NBCUniversal joined with Grammy-winning producer Timbaland and recording artist Princess Nokia to produce a music video entitled, “Erase The Hate.” The Music video’s release coincides with the one-year anniversary of 2017’s “United the Right” rally in Charlottesville, VA.
The news and entertainment media giant describes its “Erase The Hate” music video as part of its “social impact campaign” of the same name.
Music video lyrics below:
Here’s to the people, who work every day; to make the world better, stronger, and great. Let’s stand for the people who cannot make noise. Let’s stand for the people who don’t have a voice. Now is the time, the time for a change, the start of a chapter, the turn of a page. Time to reflect, and improve our ways, join hands together and erase the hate. Now more than ever is that we need voices whose passions send power all over the masses to people in office and children in classes. We need the people that cause the reactions. We need the artists who fight with they passions, who rap and they sing and they stand into action. We need the leaders who speak to the youth, bringing equality, courage, and truth. This is the time to peacefully say, ‘We need solutions and we need a change so we may start over and being as one.’ Erase the hate and stand for our cause.
NBC’s website for its political campaign invites users to register with their emails and contact information. It also highlights those it describes as “Change Makers” who “fight against hate and bias.”
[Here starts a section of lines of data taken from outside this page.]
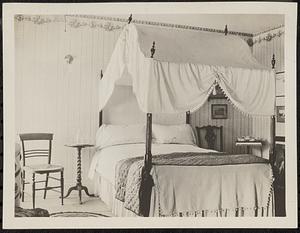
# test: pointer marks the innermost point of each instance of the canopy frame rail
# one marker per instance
(272, 151)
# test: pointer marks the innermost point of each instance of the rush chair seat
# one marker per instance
(46, 168)
(210, 137)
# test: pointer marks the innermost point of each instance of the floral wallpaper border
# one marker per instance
(112, 23)
(73, 22)
(93, 22)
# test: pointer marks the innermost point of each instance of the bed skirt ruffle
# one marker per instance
(106, 192)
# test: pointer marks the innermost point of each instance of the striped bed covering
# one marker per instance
(250, 178)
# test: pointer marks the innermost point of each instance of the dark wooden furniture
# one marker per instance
(250, 144)
(45, 168)
(147, 181)
(79, 185)
(279, 175)
(210, 137)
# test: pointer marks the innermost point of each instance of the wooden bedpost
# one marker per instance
(130, 19)
(226, 30)
(101, 112)
(272, 154)
(188, 117)
(148, 155)
(152, 50)
(147, 181)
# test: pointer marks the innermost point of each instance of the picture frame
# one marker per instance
(219, 94)
(219, 111)
(280, 114)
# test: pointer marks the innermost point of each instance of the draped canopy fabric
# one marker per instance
(185, 67)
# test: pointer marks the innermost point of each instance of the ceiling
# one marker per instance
(248, 23)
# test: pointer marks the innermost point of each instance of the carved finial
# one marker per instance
(153, 49)
(273, 61)
(226, 30)
(129, 19)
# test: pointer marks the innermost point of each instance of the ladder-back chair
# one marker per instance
(210, 137)
(30, 153)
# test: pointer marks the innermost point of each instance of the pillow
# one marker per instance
(179, 134)
(109, 135)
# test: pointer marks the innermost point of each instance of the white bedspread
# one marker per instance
(211, 188)
(105, 160)
(194, 189)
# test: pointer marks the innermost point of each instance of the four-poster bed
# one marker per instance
(179, 79)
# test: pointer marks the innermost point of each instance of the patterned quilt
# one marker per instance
(129, 170)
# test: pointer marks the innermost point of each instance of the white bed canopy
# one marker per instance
(184, 69)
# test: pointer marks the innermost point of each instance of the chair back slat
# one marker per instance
(35, 156)
(36, 136)
(39, 152)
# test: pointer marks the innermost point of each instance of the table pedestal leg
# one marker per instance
(79, 186)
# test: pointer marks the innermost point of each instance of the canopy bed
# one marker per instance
(174, 71)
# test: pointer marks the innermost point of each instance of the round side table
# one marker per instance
(79, 185)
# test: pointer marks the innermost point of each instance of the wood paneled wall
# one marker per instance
(54, 96)
(263, 52)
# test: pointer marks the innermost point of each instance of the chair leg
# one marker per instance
(62, 186)
(33, 190)
(46, 184)
(23, 184)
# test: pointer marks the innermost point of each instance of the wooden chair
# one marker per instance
(41, 168)
(210, 137)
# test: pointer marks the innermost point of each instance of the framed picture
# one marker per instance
(219, 111)
(218, 95)
(280, 113)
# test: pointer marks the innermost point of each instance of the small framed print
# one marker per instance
(280, 113)
(219, 111)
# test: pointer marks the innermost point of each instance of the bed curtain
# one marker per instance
(185, 68)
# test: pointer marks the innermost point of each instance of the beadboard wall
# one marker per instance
(263, 51)
(54, 96)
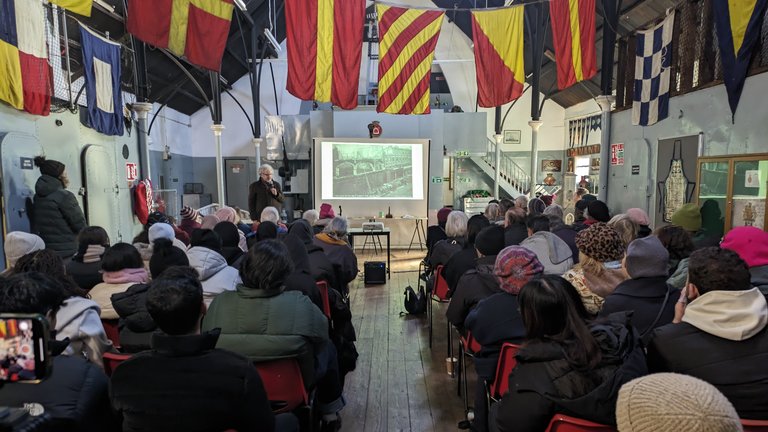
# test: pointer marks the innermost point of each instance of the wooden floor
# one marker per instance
(400, 384)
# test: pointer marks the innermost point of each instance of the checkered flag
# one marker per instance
(652, 73)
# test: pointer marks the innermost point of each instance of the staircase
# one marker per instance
(512, 179)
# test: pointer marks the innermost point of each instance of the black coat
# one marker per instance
(737, 368)
(645, 297)
(183, 383)
(544, 383)
(56, 216)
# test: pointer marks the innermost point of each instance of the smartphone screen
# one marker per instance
(23, 348)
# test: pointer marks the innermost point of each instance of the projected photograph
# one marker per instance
(372, 171)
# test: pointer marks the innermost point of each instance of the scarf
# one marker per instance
(138, 275)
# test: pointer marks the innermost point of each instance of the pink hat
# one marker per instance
(750, 243)
(326, 211)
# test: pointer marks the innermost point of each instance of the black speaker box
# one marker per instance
(375, 272)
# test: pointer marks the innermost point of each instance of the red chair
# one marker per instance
(323, 287)
(564, 423)
(755, 425)
(113, 360)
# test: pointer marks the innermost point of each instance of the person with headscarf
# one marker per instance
(56, 215)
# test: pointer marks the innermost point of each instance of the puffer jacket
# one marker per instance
(57, 217)
(544, 383)
(215, 275)
(267, 325)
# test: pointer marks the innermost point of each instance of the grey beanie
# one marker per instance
(647, 257)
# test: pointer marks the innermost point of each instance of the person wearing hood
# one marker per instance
(719, 332)
(646, 293)
(553, 253)
(205, 257)
(56, 215)
(78, 318)
(751, 244)
(599, 270)
(567, 363)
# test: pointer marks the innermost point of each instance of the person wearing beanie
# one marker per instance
(674, 402)
(646, 293)
(553, 253)
(599, 270)
(719, 333)
(205, 257)
(18, 243)
(56, 214)
(496, 318)
(751, 244)
(568, 363)
(137, 326)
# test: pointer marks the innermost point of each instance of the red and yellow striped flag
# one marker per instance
(325, 42)
(573, 34)
(498, 38)
(407, 40)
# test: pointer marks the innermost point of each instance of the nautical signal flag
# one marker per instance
(738, 27)
(324, 39)
(573, 35)
(195, 29)
(407, 40)
(498, 39)
(25, 75)
(101, 66)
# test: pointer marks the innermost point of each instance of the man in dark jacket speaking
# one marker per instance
(264, 192)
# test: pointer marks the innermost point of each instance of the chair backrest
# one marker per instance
(564, 423)
(755, 425)
(322, 286)
(113, 360)
(283, 383)
(504, 367)
(441, 285)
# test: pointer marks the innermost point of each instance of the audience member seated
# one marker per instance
(479, 282)
(333, 240)
(78, 318)
(496, 319)
(567, 364)
(18, 243)
(599, 270)
(136, 326)
(184, 382)
(720, 336)
(678, 243)
(205, 257)
(85, 266)
(751, 244)
(646, 293)
(553, 253)
(515, 229)
(263, 321)
(75, 394)
(674, 402)
(122, 268)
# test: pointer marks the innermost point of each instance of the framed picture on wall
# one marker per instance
(511, 137)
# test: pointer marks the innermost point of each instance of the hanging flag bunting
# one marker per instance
(195, 29)
(25, 75)
(652, 72)
(498, 39)
(738, 28)
(407, 40)
(325, 42)
(573, 35)
(101, 66)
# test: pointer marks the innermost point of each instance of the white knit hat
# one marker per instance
(674, 402)
(18, 243)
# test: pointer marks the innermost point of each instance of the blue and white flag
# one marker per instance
(652, 73)
(101, 65)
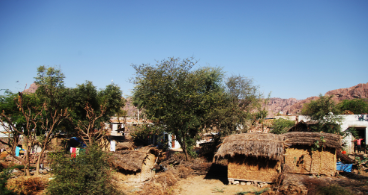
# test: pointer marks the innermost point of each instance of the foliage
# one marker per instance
(88, 173)
(218, 190)
(332, 190)
(281, 125)
(360, 162)
(5, 174)
(352, 131)
(177, 98)
(254, 191)
(241, 96)
(357, 106)
(318, 143)
(325, 112)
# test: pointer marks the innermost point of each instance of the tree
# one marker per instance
(177, 98)
(357, 106)
(87, 173)
(22, 121)
(91, 108)
(239, 99)
(281, 125)
(325, 112)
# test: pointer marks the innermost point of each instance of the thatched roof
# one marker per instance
(303, 126)
(124, 146)
(132, 160)
(309, 138)
(252, 144)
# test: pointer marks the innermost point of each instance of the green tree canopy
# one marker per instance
(177, 97)
(324, 111)
(240, 97)
(281, 125)
(357, 106)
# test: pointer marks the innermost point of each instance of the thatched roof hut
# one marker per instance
(300, 158)
(252, 156)
(252, 144)
(303, 126)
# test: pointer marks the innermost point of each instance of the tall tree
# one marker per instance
(357, 106)
(19, 118)
(240, 98)
(177, 97)
(325, 112)
(92, 108)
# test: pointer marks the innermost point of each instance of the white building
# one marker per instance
(357, 121)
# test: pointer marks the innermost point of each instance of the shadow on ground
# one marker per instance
(218, 171)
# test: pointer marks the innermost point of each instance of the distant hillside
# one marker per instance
(294, 106)
(31, 88)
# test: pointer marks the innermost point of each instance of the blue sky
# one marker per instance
(290, 48)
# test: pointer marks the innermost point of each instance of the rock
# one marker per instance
(293, 106)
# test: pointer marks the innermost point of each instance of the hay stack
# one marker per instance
(309, 138)
(253, 145)
(252, 156)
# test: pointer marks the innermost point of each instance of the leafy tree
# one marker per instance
(87, 173)
(240, 97)
(177, 98)
(5, 174)
(324, 111)
(91, 108)
(357, 106)
(281, 125)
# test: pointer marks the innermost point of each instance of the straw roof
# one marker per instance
(309, 138)
(252, 144)
(124, 146)
(303, 126)
(132, 160)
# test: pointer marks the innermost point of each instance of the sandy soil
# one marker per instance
(201, 186)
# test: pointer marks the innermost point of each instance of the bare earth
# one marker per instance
(197, 185)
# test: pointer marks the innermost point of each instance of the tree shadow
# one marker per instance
(218, 171)
(354, 176)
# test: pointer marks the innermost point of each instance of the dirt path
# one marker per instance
(198, 185)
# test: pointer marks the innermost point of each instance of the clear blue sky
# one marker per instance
(291, 48)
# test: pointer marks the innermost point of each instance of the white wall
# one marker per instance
(177, 145)
(2, 130)
(346, 122)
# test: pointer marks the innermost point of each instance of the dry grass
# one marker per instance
(27, 185)
(253, 144)
(167, 178)
(309, 138)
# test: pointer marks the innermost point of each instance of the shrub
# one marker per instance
(332, 190)
(4, 176)
(88, 173)
(281, 125)
(27, 185)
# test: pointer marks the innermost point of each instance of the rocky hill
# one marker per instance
(294, 106)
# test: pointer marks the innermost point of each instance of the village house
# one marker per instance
(357, 121)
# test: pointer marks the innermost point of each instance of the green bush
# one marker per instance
(281, 125)
(332, 190)
(88, 173)
(4, 176)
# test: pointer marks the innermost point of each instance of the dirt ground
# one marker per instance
(200, 185)
(196, 185)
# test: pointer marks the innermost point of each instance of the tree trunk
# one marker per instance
(27, 162)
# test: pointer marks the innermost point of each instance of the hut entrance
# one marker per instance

The deadly riots in Charlottesville saw white supremacists and the left-wing domestic terrorist group Antifa clash. President Trump condemned, at the time, “in the strongest possible terms this egregious display of hatred, bigotry and violence on many sides, on many sides.”
NBC’s new campaign appears to echo President Trump’s repeated statements about promoting unity for all.
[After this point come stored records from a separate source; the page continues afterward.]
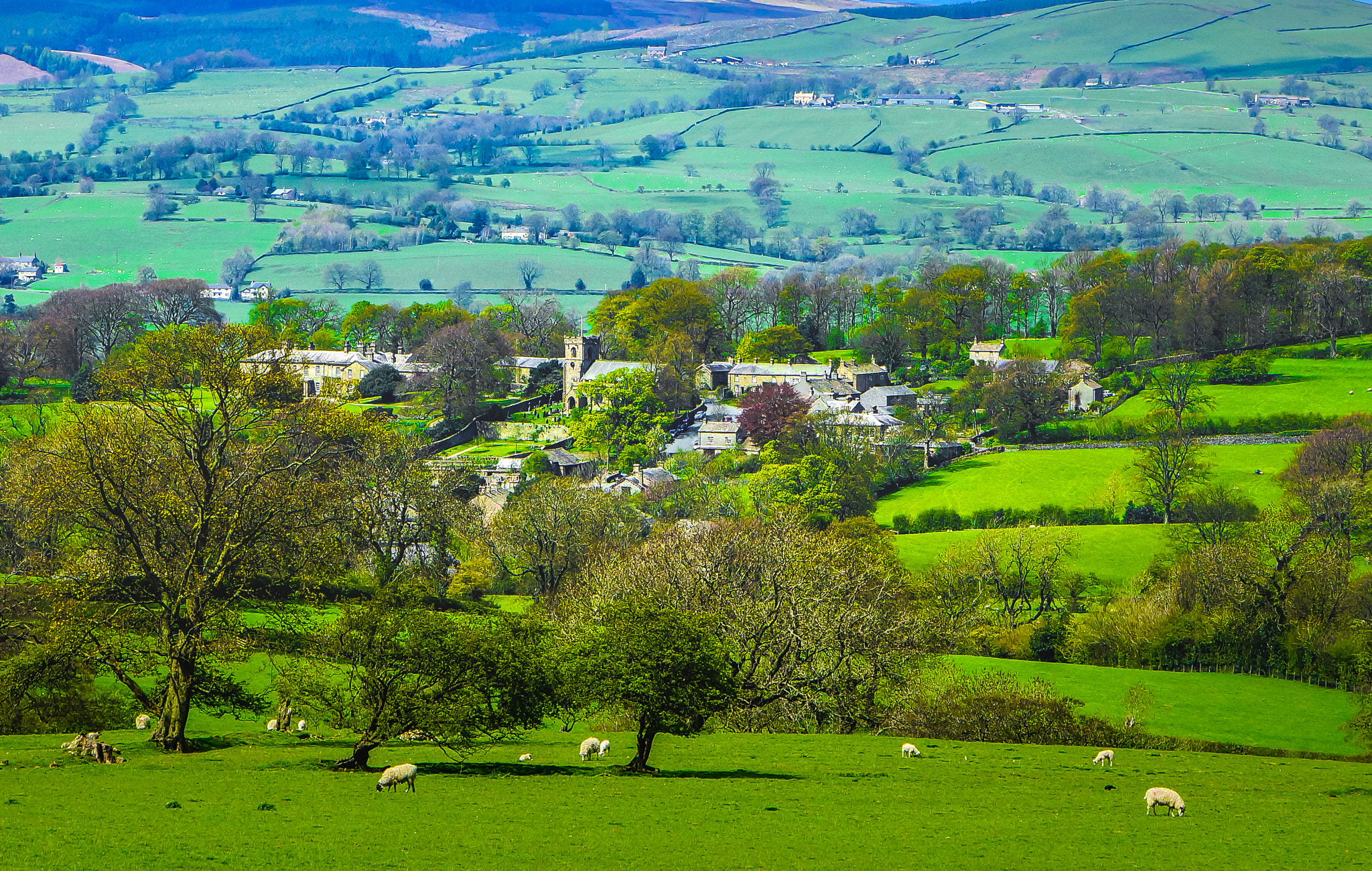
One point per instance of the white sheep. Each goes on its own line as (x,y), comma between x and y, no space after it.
(1165,797)
(395,775)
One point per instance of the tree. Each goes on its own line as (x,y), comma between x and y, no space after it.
(235,269)
(663,667)
(1024,398)
(1166,464)
(369,275)
(338,275)
(767,411)
(178,302)
(381,382)
(1176,390)
(781,342)
(626,419)
(389,665)
(157,517)
(463,365)
(530,271)
(553,530)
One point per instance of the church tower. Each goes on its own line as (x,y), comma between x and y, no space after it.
(578,356)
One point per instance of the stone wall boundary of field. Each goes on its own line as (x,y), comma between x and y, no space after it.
(1215,441)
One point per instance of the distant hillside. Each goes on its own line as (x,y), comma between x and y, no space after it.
(1227,38)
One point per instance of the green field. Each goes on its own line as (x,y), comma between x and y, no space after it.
(1113,555)
(1332,387)
(1071,479)
(1265,712)
(726,800)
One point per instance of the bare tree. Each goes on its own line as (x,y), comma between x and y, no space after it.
(369,275)
(530,271)
(338,275)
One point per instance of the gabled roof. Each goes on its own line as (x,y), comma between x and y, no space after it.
(719,425)
(560,457)
(606,366)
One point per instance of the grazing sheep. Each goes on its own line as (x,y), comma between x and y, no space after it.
(395,775)
(1165,797)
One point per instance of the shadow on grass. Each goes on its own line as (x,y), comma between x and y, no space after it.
(526,770)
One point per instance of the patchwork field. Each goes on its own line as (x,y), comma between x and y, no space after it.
(1113,553)
(1071,479)
(1233,708)
(1320,386)
(729,801)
The president also denounced, two days later, the “criminals and thugs, including the KKK, neo-Nazis, white supremacists, and other hate groups that are repugnant to everything we hold dear as Americans.”
“We must rediscover the bonds of love and loyalty that bring us together as Americans,” President Trump said.
NBC’s “Erase The Hate” campaign pushes “social justice,” “cross-racial exclusivity,” “foster[ing] resilience in children of color,” “think[ing] critically about racial inequity,” “racial justice,” “empathy-based virtual reality,” “promoting equality,” “creat[ing] measurable, positive change in the lives of black people,” and “LGBTQ inclusion.”
Bonnie Hammer, Chairman of NBCUniversal Cable Entertainment and founder of Erase The Hate, said, “Silence equals complicity. Hate and bias must be called out wherever and whenever we see it. We all have a part to play…fighting hate means using the positions and platforms we have to make the difference we can. I’m incredibly grateful to Timbaland and Princess Nokia for joining us to deliver Erase The Hate’s message of equality.”
Assorted celebrities and news media figures are joining a forthcoming “video manifesto” from “Erase The Hate,” including Bavo’s Andy Cohen and Padma Lakshmi, USA’s Gina Torres, Ryan Phillippe, Dulé Hill, Portia Doubleday, and The New Day (WWE), SYFY’s Christopher Meloni, E!’s Elizabeth Hurley and Zuri Hall, and “Erase The Hate” advisory council member Soledad O’Brien.